A second component of the systems and methods described herein can be an endonuclease that can be customized to target a particular nucleotide sequence and generate a DSB at or near that sequence. As noted above, examples of customizable endonucleases include ZFNs, meganucleases, and TALE nucleases, as well as CRISPR/Cas systems. In particular, CRISPR/Cas molecules are components of a prokaryotic adaptive immune system that is functionally analogous to eukaryotic RNA interference, using RNA base pairing to direct DNA or RNA cleavage. Directing DNA DSBs requires two components: the Cas9 protein, which functions as an endonuclease, and CRISPR RNA (crRNA) and tracer RNA (tracrRNA) sequences that aid in directing the Cas9/RNA complex to target DNA sequence (Makarova et al., Nat Rev Microbiol, 9(6):467-477, 2011). The modification of a single targeting RNA can be sufficient to alter the nucleotide target of a Cas protein. In some cases, crRNA and tracrRNA can be engineered as a single cr/tracrRNA hybrid to direct Cas9 cleavage activity (Jinek et al., Science, 337(6096):816-821, 2012). Like TALE nucleases, for example, the components of a CRISPR/Cas system (the Cas9 endonuclease and the crRNA and tracrRNA, or the cr/tracrRNA hybrid) can be delivered to a cell in a geminivirus-based replicon.

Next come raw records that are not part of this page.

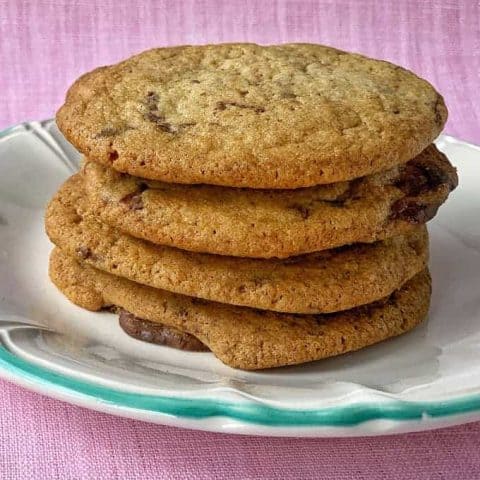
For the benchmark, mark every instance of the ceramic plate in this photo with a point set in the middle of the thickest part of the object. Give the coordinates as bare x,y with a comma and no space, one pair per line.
425,379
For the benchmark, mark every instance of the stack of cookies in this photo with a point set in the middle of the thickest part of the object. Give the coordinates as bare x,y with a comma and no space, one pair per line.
265,203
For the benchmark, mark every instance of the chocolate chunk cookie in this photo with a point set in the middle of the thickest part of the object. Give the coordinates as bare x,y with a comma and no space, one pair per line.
242,337
245,115
272,223
320,282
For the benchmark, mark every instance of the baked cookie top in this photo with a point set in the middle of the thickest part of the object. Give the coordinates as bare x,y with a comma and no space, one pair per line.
272,223
321,282
243,337
245,115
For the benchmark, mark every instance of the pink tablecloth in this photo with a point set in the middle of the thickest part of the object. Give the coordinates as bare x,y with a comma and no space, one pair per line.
46,44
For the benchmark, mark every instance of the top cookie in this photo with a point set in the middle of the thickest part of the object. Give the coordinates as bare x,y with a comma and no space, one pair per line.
244,115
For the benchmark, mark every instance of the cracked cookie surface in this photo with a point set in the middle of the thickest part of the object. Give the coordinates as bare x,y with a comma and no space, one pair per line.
243,337
272,223
320,282
244,115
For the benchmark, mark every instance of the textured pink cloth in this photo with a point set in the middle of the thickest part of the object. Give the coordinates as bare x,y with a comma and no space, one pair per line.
46,44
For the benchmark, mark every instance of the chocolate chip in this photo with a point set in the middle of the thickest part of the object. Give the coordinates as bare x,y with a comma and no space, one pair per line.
301,209
158,333
134,199
151,100
223,104
83,252
413,211
107,132
418,177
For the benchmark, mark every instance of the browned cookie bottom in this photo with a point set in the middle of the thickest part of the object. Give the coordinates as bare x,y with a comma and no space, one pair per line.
158,333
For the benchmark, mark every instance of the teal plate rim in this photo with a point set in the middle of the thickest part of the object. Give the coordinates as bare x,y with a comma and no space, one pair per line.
29,374
251,412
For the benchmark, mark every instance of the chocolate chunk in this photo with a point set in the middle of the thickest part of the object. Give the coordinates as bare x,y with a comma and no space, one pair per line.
158,333
420,177
84,252
413,211
134,199
223,104
301,209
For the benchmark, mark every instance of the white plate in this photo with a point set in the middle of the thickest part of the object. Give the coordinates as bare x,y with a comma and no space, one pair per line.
426,379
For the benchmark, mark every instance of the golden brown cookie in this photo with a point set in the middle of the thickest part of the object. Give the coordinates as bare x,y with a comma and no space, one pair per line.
245,115
272,223
321,282
243,337
158,333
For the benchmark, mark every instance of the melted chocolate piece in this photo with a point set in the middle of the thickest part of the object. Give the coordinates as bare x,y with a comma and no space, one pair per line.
158,333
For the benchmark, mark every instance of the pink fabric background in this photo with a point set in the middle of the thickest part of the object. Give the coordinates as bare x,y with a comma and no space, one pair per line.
46,44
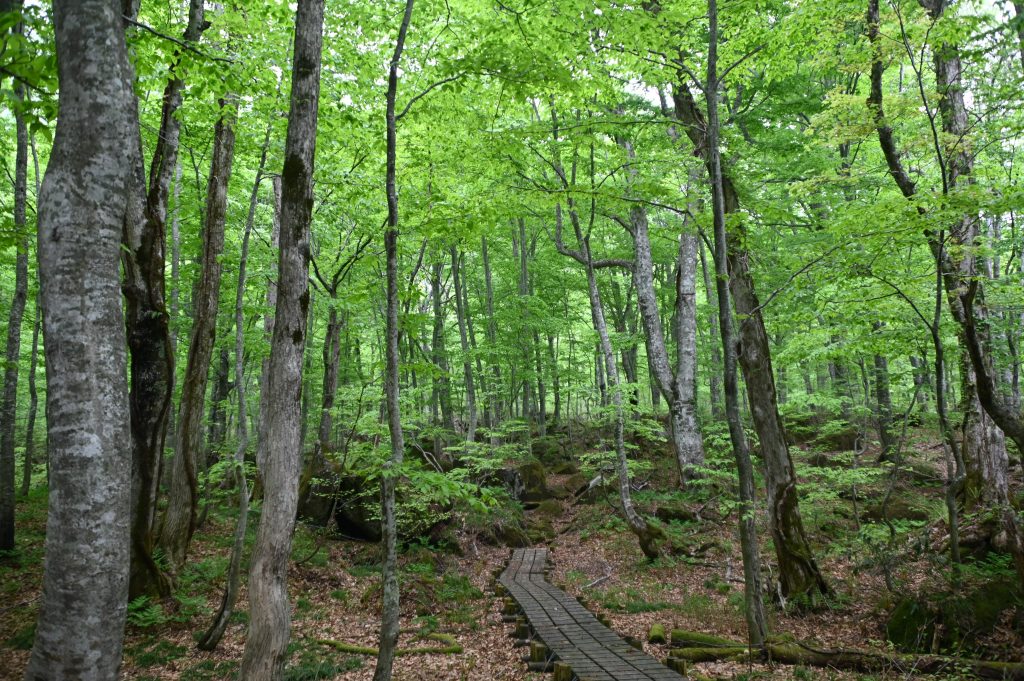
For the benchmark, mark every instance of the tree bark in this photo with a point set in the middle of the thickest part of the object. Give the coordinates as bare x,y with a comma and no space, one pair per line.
494,397
213,635
799,573
467,367
8,402
30,428
80,630
147,322
181,516
757,624
280,458
714,385
390,612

The coding sequence for an endonuclease can be operably linked to a promoter that is inducible, constitutive, cell specific, or activated by alternative splicing of a suicide exon. Strong, constitutive promoters may be particularly useful. Such promoters include, without limitation, the maize ubiquitin promoter (ZmUbi) used in the experiments described below, the ubiquitin promoter from Panicum virgatum (PvUbi), the ubiquitin 10 (Ubi10) promoter from Arabidopsis thaliana, the Actin 1 (Act-1) promoter from rice, the nopaline synthase (nos) promoter, octopine synthase (ocs) promoter, and mannopine synthase (mas) promoters from Agrobacterium tumefaciens, and the 35S promoter from cauliflower mosaic virus. The plant can be infected with a viral replicon containing a repair template, and the endonuclease can be expressed to cleave the DNA at the target sequence, facilitating HR on either side of the repair template to be integrated.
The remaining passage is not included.